Para aliviar las presiones económicas, Trump y funcionarios del Gobierno estadounidense han anunciado planes para que la Marina de Estados Unidos escolte a buques mercantes a través del estrecho. Además, el presidente ha solicitado a aliados como Japón, Corea del Sur y miembros de la OTAN, e incluso a rivales como China, que aporten buques militares para tareas de escolta.
Hasta el momento no se han recibido ofertas de ayuda. Y los analistas navales afirman que esto refleja los riesgos que conlleva.
Las operaciones de escolta naval son complejas y requieren una estrecha coordinación de los recursos marítimos y aéreos para proteger tanto a los buques cisterna y mercantes como a los propios buques de guerra.
Lograr que todo eso funcione en conjunto en lo que un analista denominó el “valle de la muerte” del estrecho de Ormuz es una tarea abrumadora.
Primero está el problema del espacio. El estrecho tiene apenas unos 16 kilómetros de ancho en su punto más angosto.
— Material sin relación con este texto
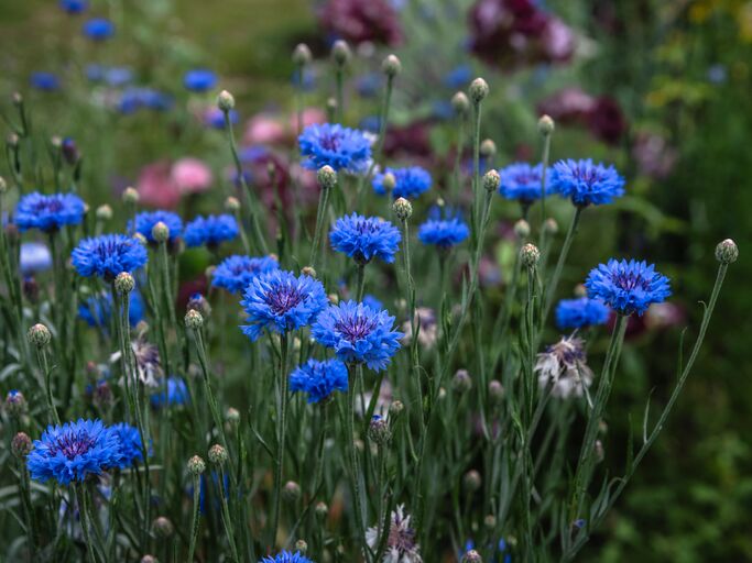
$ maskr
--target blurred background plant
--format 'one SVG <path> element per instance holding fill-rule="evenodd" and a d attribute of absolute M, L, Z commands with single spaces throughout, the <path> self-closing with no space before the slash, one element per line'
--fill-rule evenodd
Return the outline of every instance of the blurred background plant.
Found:
<path fill-rule="evenodd" d="M 2 13 L 2 113 L 12 120 L 11 93 L 21 91 L 36 133 L 65 140 L 70 163 L 80 158 L 80 189 L 92 206 L 129 185 L 145 203 L 193 213 L 201 209 L 196 195 L 210 186 L 230 194 L 221 114 L 212 111 L 219 88 L 237 100 L 247 173 L 265 177 L 271 166 L 282 179 L 276 192 L 262 181 L 261 197 L 284 203 L 291 175 L 315 186 L 277 151 L 294 142 L 296 89 L 309 108 L 306 122 L 325 119 L 334 92 L 328 65 L 296 76 L 290 54 L 302 41 L 317 59 L 336 38 L 352 45 L 358 65 L 347 76 L 345 111 L 350 124 L 373 132 L 379 119 L 368 115 L 378 115 L 381 103 L 379 65 L 388 52 L 400 55 L 404 71 L 384 151 L 396 162 L 429 165 L 439 185 L 451 181 L 455 158 L 470 155 L 454 152 L 451 98 L 475 76 L 492 85 L 482 136 L 495 152 L 487 166 L 536 161 L 535 123 L 552 115 L 553 158 L 612 162 L 630 194 L 582 227 L 562 287 L 574 287 L 610 255 L 650 255 L 682 296 L 629 329 L 610 443 L 625 443 L 637 429 L 653 387 L 654 399 L 666 400 L 678 331 L 663 329 L 698 321 L 697 300 L 715 276 L 715 243 L 752 242 L 750 1 L 95 0 L 77 15 L 57 2 L 25 0 L 4 2 Z M 90 15 L 109 16 L 115 36 L 85 36 Z M 195 68 L 216 73 L 217 85 L 187 90 L 184 76 Z M 313 189 L 298 196 L 316 197 Z M 504 209 L 492 227 L 501 233 L 519 217 Z M 564 222 L 564 206 L 552 203 L 549 212 Z M 509 266 L 513 255 L 513 240 L 502 239 L 487 256 L 490 291 L 501 282 L 498 265 Z M 187 299 L 203 289 L 209 256 L 184 260 Z M 719 302 L 724 330 L 709 333 L 668 428 L 584 561 L 752 559 L 752 440 L 743 430 L 752 423 L 752 266 L 737 267 Z M 614 467 L 624 463 L 623 451 L 606 455 Z"/>

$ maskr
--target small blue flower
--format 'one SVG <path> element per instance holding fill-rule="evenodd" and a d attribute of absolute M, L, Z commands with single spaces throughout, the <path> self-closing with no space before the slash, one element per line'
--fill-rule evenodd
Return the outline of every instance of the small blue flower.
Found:
<path fill-rule="evenodd" d="M 516 199 L 523 205 L 530 205 L 536 199 L 541 199 L 541 184 L 543 183 L 543 165 L 531 166 L 527 163 L 513 163 L 499 170 L 501 184 L 499 194 L 506 199 Z M 551 168 L 546 176 L 546 196 L 554 190 L 552 187 Z"/>
<path fill-rule="evenodd" d="M 459 213 L 451 214 L 434 207 L 428 212 L 428 220 L 417 230 L 417 238 L 423 244 L 435 244 L 439 249 L 450 249 L 470 236 L 470 229 Z"/>
<path fill-rule="evenodd" d="M 187 405 L 190 401 L 185 380 L 177 376 L 167 377 L 162 389 L 151 396 L 152 407 L 161 408 L 173 405 Z"/>
<path fill-rule="evenodd" d="M 41 242 L 21 243 L 21 274 L 31 276 L 52 267 L 52 254 L 46 244 Z"/>
<path fill-rule="evenodd" d="M 305 555 L 302 555 L 299 551 L 292 553 L 290 551 L 282 551 L 269 558 L 262 559 L 259 563 L 314 563 Z"/>
<path fill-rule="evenodd" d="M 400 350 L 400 339 L 404 336 L 393 328 L 394 317 L 389 311 L 342 301 L 321 311 L 312 334 L 319 344 L 334 349 L 342 362 L 360 362 L 380 371 Z"/>
<path fill-rule="evenodd" d="M 264 329 L 284 334 L 310 324 L 327 305 L 320 282 L 281 269 L 253 278 L 243 298 L 248 324 L 240 328 L 254 342 Z"/>
<path fill-rule="evenodd" d="M 131 234 L 141 233 L 149 242 L 155 243 L 152 236 L 152 229 L 156 223 L 164 223 L 170 229 L 170 242 L 174 242 L 183 234 L 183 221 L 177 213 L 172 211 L 142 211 L 135 218 L 128 221 L 128 232 Z"/>
<path fill-rule="evenodd" d="M 371 161 L 371 143 L 362 131 L 339 124 L 314 123 L 297 137 L 303 166 L 314 170 L 329 165 L 336 172 L 364 172 Z"/>
<path fill-rule="evenodd" d="M 671 295 L 668 278 L 646 262 L 611 258 L 593 268 L 585 282 L 588 297 L 600 299 L 621 314 L 642 316 L 651 303 L 665 301 Z"/>
<path fill-rule="evenodd" d="M 562 299 L 556 306 L 556 325 L 564 330 L 604 324 L 610 313 L 598 299 Z"/>
<path fill-rule="evenodd" d="M 91 475 L 119 467 L 120 439 L 101 420 L 78 419 L 50 426 L 26 459 L 31 478 L 42 483 L 53 478 L 61 485 L 83 482 Z"/>
<path fill-rule="evenodd" d="M 394 189 L 392 190 L 392 197 L 394 199 L 415 199 L 421 194 L 431 189 L 431 174 L 419 166 L 386 168 L 384 174 L 394 176 Z M 384 188 L 384 174 L 377 174 L 373 178 L 373 191 L 380 196 L 386 195 L 386 189 Z"/>
<path fill-rule="evenodd" d="M 34 88 L 44 92 L 54 92 L 61 87 L 61 80 L 57 78 L 57 75 L 41 70 L 32 73 L 29 81 Z"/>
<path fill-rule="evenodd" d="M 94 18 L 84 23 L 84 35 L 94 41 L 105 41 L 115 35 L 115 24 L 105 18 Z"/>
<path fill-rule="evenodd" d="M 386 264 L 394 262 L 402 235 L 396 227 L 379 217 L 363 217 L 357 213 L 337 219 L 329 232 L 331 247 L 347 254 L 359 264 L 381 258 Z"/>
<path fill-rule="evenodd" d="M 185 244 L 188 246 L 217 246 L 238 236 L 238 222 L 230 214 L 198 216 L 185 227 Z"/>
<path fill-rule="evenodd" d="M 339 360 L 308 360 L 290 374 L 290 390 L 308 394 L 308 402 L 326 399 L 334 391 L 347 391 L 347 367 Z"/>
<path fill-rule="evenodd" d="M 231 294 L 239 294 L 249 286 L 253 278 L 279 268 L 280 264 L 273 256 L 229 256 L 215 268 L 211 275 L 211 285 L 222 287 Z"/>
<path fill-rule="evenodd" d="M 611 203 L 624 195 L 624 178 L 613 166 L 586 161 L 559 161 L 554 165 L 552 186 L 577 207 Z"/>
<path fill-rule="evenodd" d="M 34 191 L 23 196 L 15 206 L 15 224 L 21 232 L 39 229 L 50 233 L 64 224 L 80 223 L 85 210 L 84 200 L 75 194 L 44 196 Z"/>
<path fill-rule="evenodd" d="M 84 239 L 70 254 L 70 262 L 79 275 L 99 276 L 106 282 L 112 282 L 122 272 L 142 267 L 148 260 L 146 249 L 124 234 Z"/>
<path fill-rule="evenodd" d="M 217 75 L 205 68 L 188 70 L 183 76 L 183 85 L 190 91 L 205 92 L 217 85 Z"/>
El espacio navegable es aún menor, especialmente para los enormes petroleros, algunos de los cuales miden más de tres campos de fútbol de largo.
Eso deja poco margen de maniobra para los buques cisterna o los buques de guerra que los escoltan, dijo Jennifer Parker, investigadora adjunta de estudios navales en la UNSW Canberra y ex oficial de la Marina australiana con experiencia en el golfo Pérsico.
Los buques de guerra, probablemente destructores en el caso de la Marina de Estados Unidos, necesitan tener espacio para moverse alrededor de los gigantescos petroleros para obtener soluciones de fuego correctas sobre objetivos entrantes como drones aéreos o marítimos o misiles, dijo
En esencia, los buques cisterna podrían crear puntos ciegos para los buques de guerra.
Además, el tiempo de reacción es limitado porque las armas iraníes están muy cerca de las costas de su lado del estrecho.
“Desde el momento en que se detecta una amenaza hasta el momento en que hay que responder a ella el tiempo que transcurre es muy, muy limitado”, dijo Parker.
Los analistas afirman que la escolta no puede realizarse únicamente con destructores.
Según el analista Carl Schuster, excapitán de la Marina estadounidense, los helicópteros o aviones de ataque tendrían que sobrevolar las inmediaciones, preparados para interceptar drones aéreos o marítimos.
Según explicó, los aviones de alerta temprana y control aerotransportado y los drones de reconocimiento tendrían que rastrear zonas más interiores de Irán en busca de lanzamientos de misiles que pudieran tener como objetivo los petroleros o los buques de guerra.
Mientras tanto, las fuerzas iraníes que podrían amenazar las misiones de escolta en el estrecho están dispersas y son mayoritariamente móviles. Según los expertos, podrían desplegarse drones y misiles montados en camiones o minas desde un número incalculable de pequeñas embarcaciones pesqueras.